Healthcare is a people-driven business, and the government has invested significant amounts in the training of healthcare professionals. Stretched provincial budgets have delayed the statutory obligations for employing medical interns and community service professionals. The additional funding of R1.2 billion to meet these obligations are welcome and presents an opportunity to reflect on how these posts (community service) are distributed. If well planned and coordinated, it can help address the maldistribution of staff between and within provinces. The National Human Resources for Health Strategy provides some options on how this can be done to advance equity.

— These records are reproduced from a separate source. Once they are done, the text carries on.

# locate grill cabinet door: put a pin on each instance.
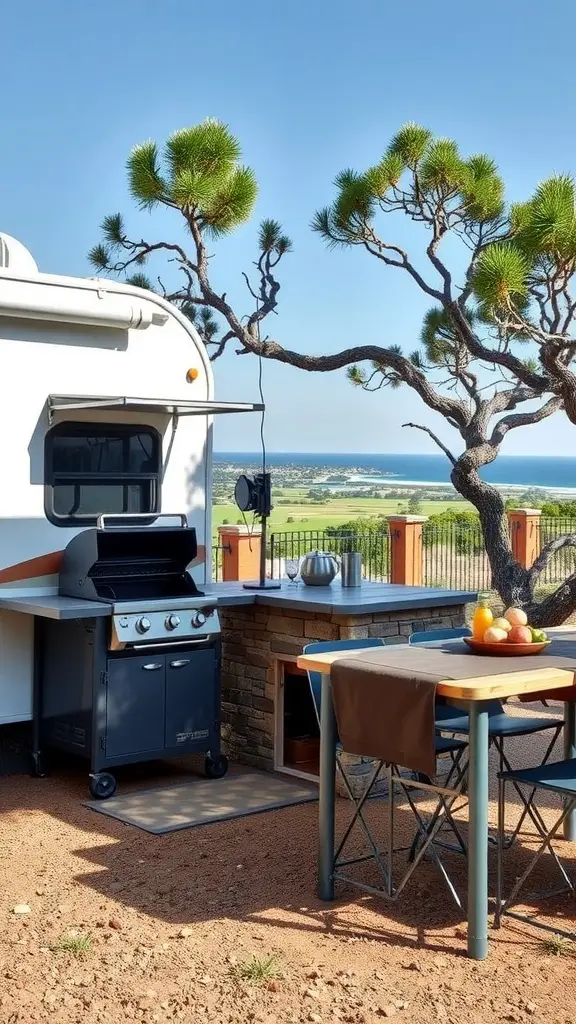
(191, 697)
(135, 705)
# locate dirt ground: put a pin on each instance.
(172, 920)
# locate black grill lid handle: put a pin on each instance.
(100, 521)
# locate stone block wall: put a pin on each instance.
(255, 638)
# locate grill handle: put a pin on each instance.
(100, 521)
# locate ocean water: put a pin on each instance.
(552, 472)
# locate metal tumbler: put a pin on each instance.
(352, 568)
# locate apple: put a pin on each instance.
(494, 635)
(520, 634)
(516, 616)
(502, 624)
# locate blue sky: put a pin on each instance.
(310, 87)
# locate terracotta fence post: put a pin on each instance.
(406, 549)
(241, 552)
(525, 535)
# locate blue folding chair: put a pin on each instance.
(559, 778)
(500, 727)
(426, 832)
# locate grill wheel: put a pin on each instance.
(103, 785)
(215, 767)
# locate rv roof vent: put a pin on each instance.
(14, 258)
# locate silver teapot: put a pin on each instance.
(319, 568)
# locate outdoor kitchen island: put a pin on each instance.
(268, 717)
(269, 720)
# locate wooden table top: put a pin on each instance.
(516, 683)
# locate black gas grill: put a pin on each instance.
(145, 682)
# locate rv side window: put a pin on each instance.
(94, 468)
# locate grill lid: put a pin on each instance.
(129, 564)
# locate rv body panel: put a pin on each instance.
(47, 356)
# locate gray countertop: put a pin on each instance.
(55, 606)
(338, 600)
(335, 600)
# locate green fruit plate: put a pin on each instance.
(502, 648)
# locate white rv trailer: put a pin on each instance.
(107, 404)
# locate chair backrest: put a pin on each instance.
(315, 678)
(494, 707)
(427, 636)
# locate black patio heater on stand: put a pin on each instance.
(255, 496)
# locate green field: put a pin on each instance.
(337, 510)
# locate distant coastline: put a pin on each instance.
(554, 474)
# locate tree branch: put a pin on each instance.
(437, 440)
(523, 420)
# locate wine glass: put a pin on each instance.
(291, 567)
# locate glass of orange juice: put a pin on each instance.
(482, 620)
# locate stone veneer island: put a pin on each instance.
(263, 632)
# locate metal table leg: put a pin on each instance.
(478, 847)
(38, 767)
(570, 752)
(327, 793)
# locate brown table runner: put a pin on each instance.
(384, 697)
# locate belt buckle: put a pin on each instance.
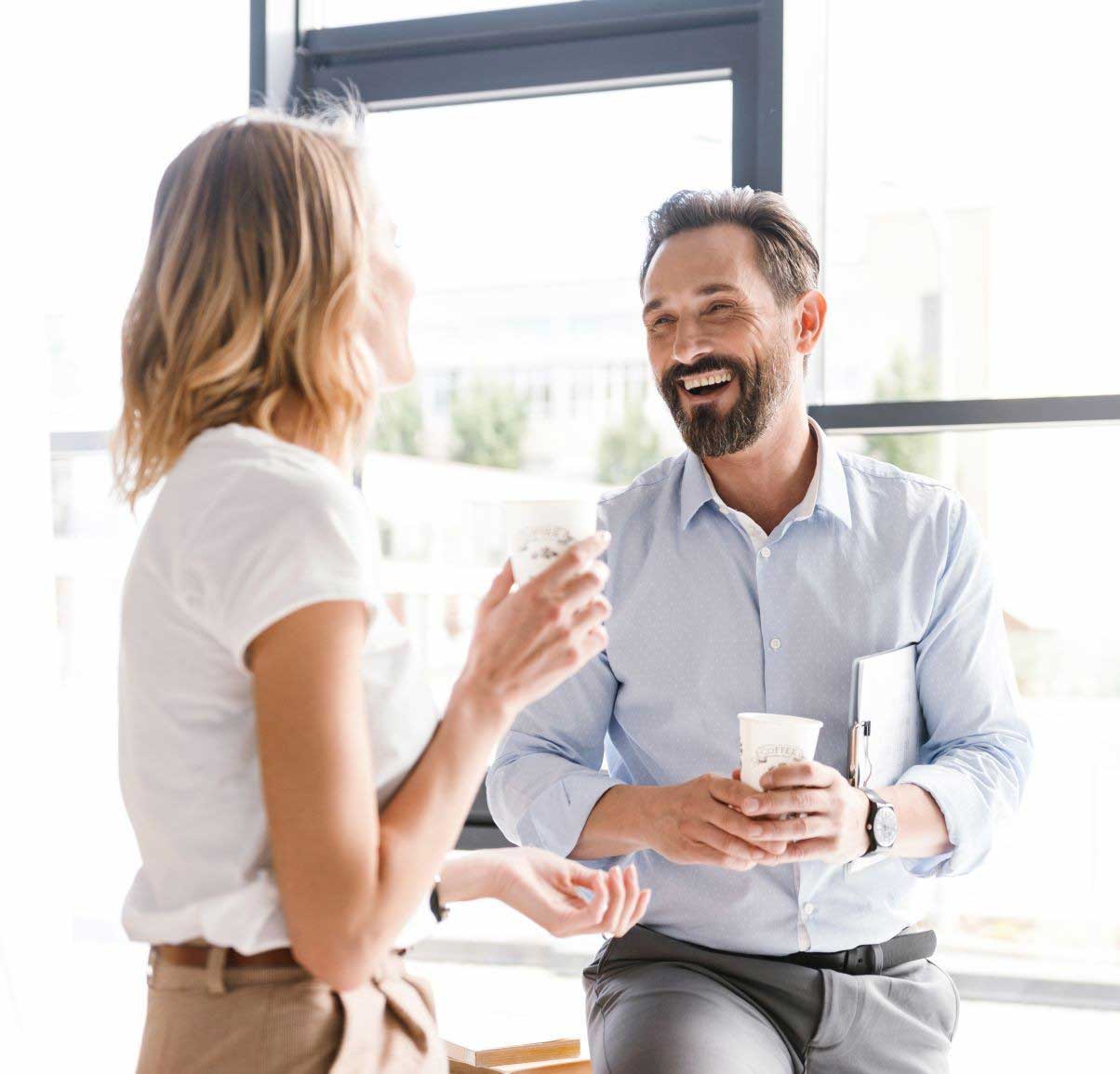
(865, 959)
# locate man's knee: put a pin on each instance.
(665, 1019)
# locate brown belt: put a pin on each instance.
(195, 954)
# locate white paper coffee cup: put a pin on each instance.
(539, 531)
(768, 739)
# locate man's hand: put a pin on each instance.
(700, 822)
(814, 809)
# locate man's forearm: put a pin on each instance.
(619, 825)
(922, 831)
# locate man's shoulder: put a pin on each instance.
(884, 485)
(647, 492)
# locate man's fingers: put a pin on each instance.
(806, 850)
(633, 893)
(792, 829)
(640, 908)
(600, 896)
(730, 792)
(778, 803)
(714, 845)
(805, 774)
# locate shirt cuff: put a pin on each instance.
(559, 813)
(967, 820)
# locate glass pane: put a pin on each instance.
(970, 201)
(523, 222)
(105, 211)
(1030, 910)
(363, 12)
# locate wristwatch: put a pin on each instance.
(437, 908)
(882, 826)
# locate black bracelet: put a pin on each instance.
(438, 909)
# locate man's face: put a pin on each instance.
(720, 345)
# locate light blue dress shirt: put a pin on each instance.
(706, 626)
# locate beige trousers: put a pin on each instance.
(258, 1020)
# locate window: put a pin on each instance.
(940, 182)
(526, 270)
(150, 102)
(970, 206)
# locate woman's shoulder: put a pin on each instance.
(237, 467)
(231, 492)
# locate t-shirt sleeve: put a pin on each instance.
(273, 547)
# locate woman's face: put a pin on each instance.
(390, 300)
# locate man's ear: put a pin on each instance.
(811, 310)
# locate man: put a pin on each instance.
(747, 574)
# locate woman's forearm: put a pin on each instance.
(426, 815)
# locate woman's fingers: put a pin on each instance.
(574, 561)
(643, 905)
(597, 612)
(500, 588)
(632, 894)
(618, 887)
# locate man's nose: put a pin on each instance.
(690, 344)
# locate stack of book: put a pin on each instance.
(545, 1056)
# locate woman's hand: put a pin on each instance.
(549, 889)
(527, 643)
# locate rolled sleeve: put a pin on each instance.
(547, 776)
(978, 754)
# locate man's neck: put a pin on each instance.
(770, 477)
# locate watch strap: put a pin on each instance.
(876, 803)
(438, 909)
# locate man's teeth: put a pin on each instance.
(706, 378)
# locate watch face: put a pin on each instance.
(885, 827)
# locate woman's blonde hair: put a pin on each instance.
(252, 294)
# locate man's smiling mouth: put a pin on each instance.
(706, 383)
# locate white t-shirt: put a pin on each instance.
(247, 530)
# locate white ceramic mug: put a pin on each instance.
(539, 531)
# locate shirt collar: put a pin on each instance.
(828, 488)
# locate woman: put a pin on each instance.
(291, 788)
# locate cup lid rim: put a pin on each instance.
(779, 718)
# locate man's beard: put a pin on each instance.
(763, 388)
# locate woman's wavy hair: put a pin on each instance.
(252, 294)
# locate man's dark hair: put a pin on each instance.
(789, 259)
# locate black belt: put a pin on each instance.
(869, 958)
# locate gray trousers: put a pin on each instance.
(660, 1006)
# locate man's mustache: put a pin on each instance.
(710, 363)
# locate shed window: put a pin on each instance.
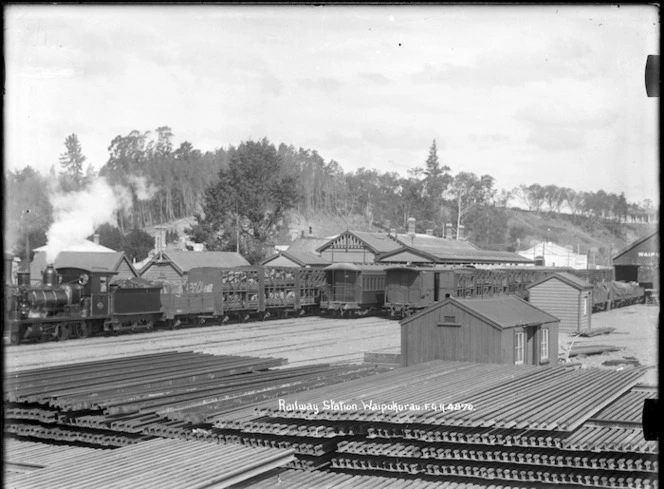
(449, 321)
(519, 348)
(544, 351)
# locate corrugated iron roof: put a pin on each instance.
(186, 260)
(83, 246)
(505, 311)
(300, 258)
(87, 260)
(635, 244)
(379, 241)
(425, 242)
(374, 242)
(453, 251)
(307, 244)
(568, 278)
(357, 267)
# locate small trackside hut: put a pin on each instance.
(565, 296)
(503, 329)
(354, 288)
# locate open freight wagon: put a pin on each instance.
(240, 293)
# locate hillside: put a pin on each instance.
(561, 229)
(604, 239)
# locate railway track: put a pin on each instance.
(302, 340)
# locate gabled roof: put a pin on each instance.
(376, 243)
(502, 312)
(301, 258)
(568, 278)
(80, 259)
(307, 244)
(183, 261)
(426, 242)
(635, 244)
(358, 267)
(549, 248)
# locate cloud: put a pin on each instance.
(558, 139)
(324, 84)
(376, 78)
(567, 59)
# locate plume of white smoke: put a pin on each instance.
(144, 189)
(76, 215)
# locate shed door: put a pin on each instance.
(344, 284)
(531, 346)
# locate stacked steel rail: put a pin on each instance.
(518, 426)
(528, 427)
(161, 464)
(119, 402)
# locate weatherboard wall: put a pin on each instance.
(429, 337)
(564, 302)
(162, 272)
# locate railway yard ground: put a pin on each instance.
(309, 340)
(259, 444)
(636, 333)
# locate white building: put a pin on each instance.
(555, 255)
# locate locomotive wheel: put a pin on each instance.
(63, 332)
(82, 329)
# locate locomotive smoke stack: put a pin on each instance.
(50, 276)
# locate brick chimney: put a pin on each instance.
(411, 225)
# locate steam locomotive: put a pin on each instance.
(78, 302)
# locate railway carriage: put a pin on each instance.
(353, 289)
(223, 294)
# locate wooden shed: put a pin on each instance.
(173, 266)
(639, 262)
(565, 296)
(502, 329)
(114, 261)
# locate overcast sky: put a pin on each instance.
(552, 95)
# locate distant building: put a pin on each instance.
(295, 259)
(114, 261)
(429, 249)
(639, 262)
(173, 266)
(85, 245)
(554, 255)
(357, 247)
(503, 329)
(565, 296)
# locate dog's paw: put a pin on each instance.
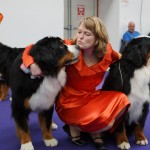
(52, 142)
(142, 142)
(54, 126)
(124, 145)
(27, 146)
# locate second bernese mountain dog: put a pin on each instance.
(7, 56)
(131, 75)
(39, 94)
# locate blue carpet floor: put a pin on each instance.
(9, 140)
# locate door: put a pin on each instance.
(74, 10)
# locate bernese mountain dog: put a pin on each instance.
(39, 94)
(131, 75)
(7, 56)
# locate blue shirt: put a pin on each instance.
(128, 36)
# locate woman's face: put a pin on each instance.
(85, 38)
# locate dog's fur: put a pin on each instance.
(131, 75)
(51, 55)
(7, 56)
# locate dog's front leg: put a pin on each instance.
(45, 120)
(121, 137)
(25, 139)
(3, 91)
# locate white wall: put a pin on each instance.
(26, 21)
(109, 13)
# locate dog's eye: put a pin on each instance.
(62, 46)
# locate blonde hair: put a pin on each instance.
(96, 26)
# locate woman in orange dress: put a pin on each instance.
(81, 105)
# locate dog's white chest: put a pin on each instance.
(139, 92)
(45, 95)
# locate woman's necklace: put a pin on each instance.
(91, 60)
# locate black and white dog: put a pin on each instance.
(7, 56)
(131, 75)
(51, 55)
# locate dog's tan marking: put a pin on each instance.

With the 2022/23 budget, the HIV/AIDS and TB grant is reorganised to focus on HIV and TB services and the community outreach component of the grant is renamed to the district health programme grant. While the name change may suggest a different approach to how the fund is disbursed, this presents an opportunity to refocus these programmes and strengthen implementation. At this stage, it is unclear what safeguards will be introduced to limit abuse of public funds given the additional flexibility given to health officials to move funds between items
In conclusion, the impact of the decisions made in this budget and government’s understanding of its constitutional obligations in the progressive realisation of socio-economic rights is deeply concerning. To address the trust deficit between the public and civil society in government following years of corruption and maladministration navigating us out will require collaboration between civil society partners, health users and Parliament to refocus the healthcare system towards the achievement of universal health coverage.
*Rensburg is the Director of the Rural Health Advocacy Project (RHAP) and a member of the Budget Justice Coalition.